Summary: This paper presents an extensive evaluation for using LLMs in expert annotation tasks. The evaluation is conducted on five datasets covering three domains that require expert knowledge (biomedicine, law, and finance). The authors first evaluate four state-of-the-art LLMs with various recent prompting techniques and find that none of them lead to a clear improvement across all domains. They then evaluate different combinations of models in a multi-agent discussion framework and find that this does improve the overall performance. The analysis reveals some interesting model behaviors and establishes the correctness of the initial predictions as the upper bound for the multi-agent discussion framework.

  • Quality: This paper presents a good analysis on using LLMs as expert annotators across different domains, models, and methods. The experiments are well motivated and conducted in a systematic manner (e.g., the authors explicitly focus on datasets that include annotation guidelines).

  • Clarity: The paper is well written and easy to follow. Some parts could be explained in more detail (see reasons to reject/ questions).

  • Originality: The paper is more a systematic study of existing methods and models; which somewhat impacts the originality. However, the selection of domains and datasets is somewhat creative and original.

  • Significance: Considering the recent trend of utilizing LLMs for annotation tasks and for synthetic data generation, the results of this work provide some interesting evidence towards how questionable such usage is. Moreover, this work makes a good case towards a more thorough evaluation of many frequently used approaches.


Rebuttal update: raised score to 7

接收理由

The paper presents a systematic study on the use of LLMs for expert annotation tasks. The paper is well written and clearly motivated; and the conducted experiments cover recent models as well as methods. The results clearly show the limitations of existing methods as well as models and raise some interesting questions for future research.

拒绝理由

While it nice that this work presents extensive results on many state-of-the-art models, this is at the same time one of the weaknesses of this work. The use of proprietary models makes it impossible to conduct in-depth analysis which could have been also very insightful (e.g., some attribution analysis to see which parts of the discussion contributed to the final vote). Finally, some details about the conducted experiments is missing which impacts reproducibility (see questions).

给作者的问题

Thank you for this interesting work! Although the presented results were quite insightful, there are some open questions where responses would really help to fine-tune the rating:

  1. How was the discussion history compiled? Is this just a concatenation of the individual model outputs? Or was there some additional summarization step?
  2. Figure 4: Looks quite nice, but could you please elaborate and provide some explicit numbers? What can be observed there?
  3. Are you planning to release the full responses of the models for further analysis?
评论

Q2. Figure 4: Looks quite nice, but could you please elaborate and provide some explicit numbers? What can be observed there? (cont'd)

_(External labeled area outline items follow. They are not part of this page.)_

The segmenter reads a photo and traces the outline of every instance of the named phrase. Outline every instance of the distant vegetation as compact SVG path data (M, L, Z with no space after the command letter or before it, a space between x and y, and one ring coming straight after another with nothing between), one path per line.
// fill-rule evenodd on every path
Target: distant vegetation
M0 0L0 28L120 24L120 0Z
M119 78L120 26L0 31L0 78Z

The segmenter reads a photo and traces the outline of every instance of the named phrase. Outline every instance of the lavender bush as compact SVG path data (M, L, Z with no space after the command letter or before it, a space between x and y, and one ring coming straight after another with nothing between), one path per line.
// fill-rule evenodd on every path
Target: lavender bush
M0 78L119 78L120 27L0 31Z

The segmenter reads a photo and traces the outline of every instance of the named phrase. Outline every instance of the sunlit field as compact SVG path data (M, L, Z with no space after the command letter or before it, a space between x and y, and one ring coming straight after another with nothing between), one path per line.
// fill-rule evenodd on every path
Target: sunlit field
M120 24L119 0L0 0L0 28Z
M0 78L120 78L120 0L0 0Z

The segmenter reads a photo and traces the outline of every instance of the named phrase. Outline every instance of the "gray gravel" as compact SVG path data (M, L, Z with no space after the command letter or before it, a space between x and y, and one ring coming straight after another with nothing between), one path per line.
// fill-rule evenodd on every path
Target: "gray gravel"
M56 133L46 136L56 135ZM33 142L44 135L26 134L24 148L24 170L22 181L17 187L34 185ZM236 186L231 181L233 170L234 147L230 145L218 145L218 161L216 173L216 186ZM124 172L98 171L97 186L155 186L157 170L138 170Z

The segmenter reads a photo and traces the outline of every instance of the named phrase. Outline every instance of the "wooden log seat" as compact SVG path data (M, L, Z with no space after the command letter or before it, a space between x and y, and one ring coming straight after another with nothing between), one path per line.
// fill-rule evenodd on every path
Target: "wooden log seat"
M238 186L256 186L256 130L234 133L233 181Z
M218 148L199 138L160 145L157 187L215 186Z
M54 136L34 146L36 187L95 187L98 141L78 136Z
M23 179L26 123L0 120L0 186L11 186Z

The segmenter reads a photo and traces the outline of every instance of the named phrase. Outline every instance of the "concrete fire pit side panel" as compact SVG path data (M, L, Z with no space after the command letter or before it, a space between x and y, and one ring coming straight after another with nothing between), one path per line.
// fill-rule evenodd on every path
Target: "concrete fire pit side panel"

The following tables can be viewed as adjacency matrices, where a directed edge “row node → column node” corresponds to a lighter-colored background region in the figure. The format number A / number B indicates that the initial annotation is correct (light red) and incorrect (light green), respectively.

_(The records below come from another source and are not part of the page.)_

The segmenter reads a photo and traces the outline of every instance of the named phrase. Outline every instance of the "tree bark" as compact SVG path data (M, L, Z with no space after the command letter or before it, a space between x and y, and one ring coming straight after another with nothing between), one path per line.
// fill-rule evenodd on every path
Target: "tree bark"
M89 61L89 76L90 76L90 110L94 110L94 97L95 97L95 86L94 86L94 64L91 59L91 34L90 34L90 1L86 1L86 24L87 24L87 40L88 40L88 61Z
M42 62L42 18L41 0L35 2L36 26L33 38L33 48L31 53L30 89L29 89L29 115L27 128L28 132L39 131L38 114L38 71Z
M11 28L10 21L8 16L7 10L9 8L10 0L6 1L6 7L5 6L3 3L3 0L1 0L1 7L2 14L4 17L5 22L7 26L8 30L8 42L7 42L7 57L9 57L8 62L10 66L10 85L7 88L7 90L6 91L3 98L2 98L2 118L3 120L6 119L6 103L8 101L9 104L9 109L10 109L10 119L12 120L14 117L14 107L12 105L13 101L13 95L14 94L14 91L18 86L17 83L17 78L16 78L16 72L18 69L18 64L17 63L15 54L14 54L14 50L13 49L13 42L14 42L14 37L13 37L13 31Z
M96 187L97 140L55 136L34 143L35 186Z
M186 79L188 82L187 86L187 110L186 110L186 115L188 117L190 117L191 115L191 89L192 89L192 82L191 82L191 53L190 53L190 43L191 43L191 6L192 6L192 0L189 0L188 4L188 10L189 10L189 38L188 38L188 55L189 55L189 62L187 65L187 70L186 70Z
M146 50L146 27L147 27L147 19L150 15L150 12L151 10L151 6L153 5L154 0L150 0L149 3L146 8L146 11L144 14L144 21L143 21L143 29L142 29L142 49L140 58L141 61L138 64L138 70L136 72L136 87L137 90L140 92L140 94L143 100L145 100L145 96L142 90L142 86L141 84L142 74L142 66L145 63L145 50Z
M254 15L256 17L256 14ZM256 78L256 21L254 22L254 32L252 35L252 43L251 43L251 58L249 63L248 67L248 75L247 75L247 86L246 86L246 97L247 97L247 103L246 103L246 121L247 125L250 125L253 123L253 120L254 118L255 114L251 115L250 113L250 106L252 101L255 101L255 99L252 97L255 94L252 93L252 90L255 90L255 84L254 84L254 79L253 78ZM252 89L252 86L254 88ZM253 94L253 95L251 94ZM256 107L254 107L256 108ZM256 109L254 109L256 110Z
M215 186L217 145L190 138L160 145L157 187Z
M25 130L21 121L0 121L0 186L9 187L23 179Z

From both the figure and the table, one notable observation is that the reasoning model (Claude 3.7 Sonnet w/ thinking) rarely changes its initial annotations, regardless of correctness (see the upper-right and lower-left A / B entries in Claude 3.7’s matrix). While maintaining correct annotations is desirable, this strong self-consistency on incorrect labels potentially limits the benefit of collaborative refinement. In contrast, Gemini 2.0 Flash and GPT-4o are more responsive to others’ reasoning and more willing to revise their annotations. However, they do not consistently identify only the incorrect annotations that need correction.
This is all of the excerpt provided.